MILWAUKEE (AP) — Three Wisconsin companies have agreed to stop manufacturing dietary supplements after a federal complaint alleged the products were misbranded, according to the U.S. Department of Justice.
The agency said the complaint was filed Friday against Atrium Inc., Aspen Group Inc. and Nutri-Pak of Wisconsin Inc., along with the owners of the three Wautoma-based firms.
The complaint alleges the products did not identify the part of the plant from which the ingredients were derived, did not list the number of servings per container and failed to identify the serving size, the Milwaukee Journal Sentinel reported.

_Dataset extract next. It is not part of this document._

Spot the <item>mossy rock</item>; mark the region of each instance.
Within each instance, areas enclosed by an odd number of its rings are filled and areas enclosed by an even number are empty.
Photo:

Supplements manufactured by the firms included Atrium brands Chole-Sterin, Di-Acid Stim, Ocu-Comp and Super-Flex; Aspen brand Flexile-Plus; and Nutri-Pak brands Glucobiotic Supreme and Ocu-Comp.

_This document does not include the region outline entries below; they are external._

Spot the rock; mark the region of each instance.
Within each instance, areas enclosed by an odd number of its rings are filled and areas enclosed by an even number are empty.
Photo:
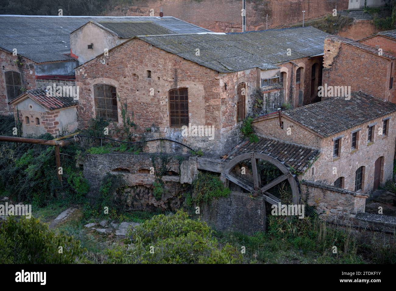
[[[117,229],[116,231],[116,235],[119,238],[125,238],[125,236],[126,235],[127,230],[126,229]]]
[[[58,217],[50,224],[49,227],[50,229],[53,229],[67,221],[79,219],[82,217],[82,212],[81,210],[74,207],[70,207],[58,215]]]
[[[102,220],[99,223],[99,224],[101,225],[102,227],[104,227],[106,226],[106,225],[107,224],[107,220]]]
[[[111,229],[95,229],[95,230],[101,233],[111,233],[113,230]]]

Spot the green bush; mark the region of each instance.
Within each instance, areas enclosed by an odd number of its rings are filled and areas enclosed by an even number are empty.
[[[246,118],[242,124],[241,132],[245,137],[249,138],[250,142],[257,142],[259,141],[259,138],[253,133],[253,127],[251,125],[253,121],[253,118],[251,117]]]
[[[55,234],[38,219],[15,217],[0,222],[0,249],[4,264],[71,264],[82,259],[85,250],[72,236]]]
[[[107,252],[108,263],[194,264],[238,263],[242,255],[212,236],[206,223],[188,218],[179,210],[154,216],[129,230],[124,244]]]

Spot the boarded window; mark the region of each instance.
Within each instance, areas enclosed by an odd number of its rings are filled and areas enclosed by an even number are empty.
[[[22,87],[21,74],[17,72],[8,71],[6,72],[5,75],[7,96],[9,101],[22,94],[21,91]]]
[[[300,83],[300,81],[301,77],[301,68],[299,68],[297,69],[297,71],[296,72],[296,84],[298,84]]]
[[[241,83],[236,89],[238,101],[236,102],[237,121],[240,122],[244,119],[246,114],[245,108],[246,94],[246,84]]]
[[[362,184],[363,180],[363,166],[360,167],[356,170],[355,178],[355,191],[362,189]]]
[[[369,127],[367,133],[367,142],[371,142],[373,141],[373,128],[374,126]]]
[[[96,118],[101,117],[108,121],[118,122],[116,87],[107,84],[95,85],[93,96]]]
[[[171,126],[188,125],[188,92],[187,88],[169,91]]]

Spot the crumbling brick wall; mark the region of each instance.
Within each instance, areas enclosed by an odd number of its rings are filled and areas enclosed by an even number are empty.
[[[389,60],[329,39],[325,40],[324,53],[324,85],[350,86],[351,92],[362,90],[384,101],[392,101],[395,91],[389,89]]]
[[[36,88],[35,82],[34,64],[32,61],[23,57],[20,58],[22,64],[19,62],[18,56],[13,55],[0,49],[0,66],[2,68],[0,74],[0,115],[11,114],[12,109],[8,104],[10,101],[7,96],[5,79],[5,72],[15,71],[21,74],[22,87],[25,90]]]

Makers of dietary supplements that do not follow U.S. Food and Drug Administration regulations “put the public at risk,” Benjamin C. Mizer, head of the Justice Department’s Civil Division, said in a news release.
A consent decree requires that if manufacturing of the supplements is to resume, the FDA must first determine that the companies’ manufacturing practices have come into compliance with the law.
The proposed consent decree is awaiting court approval.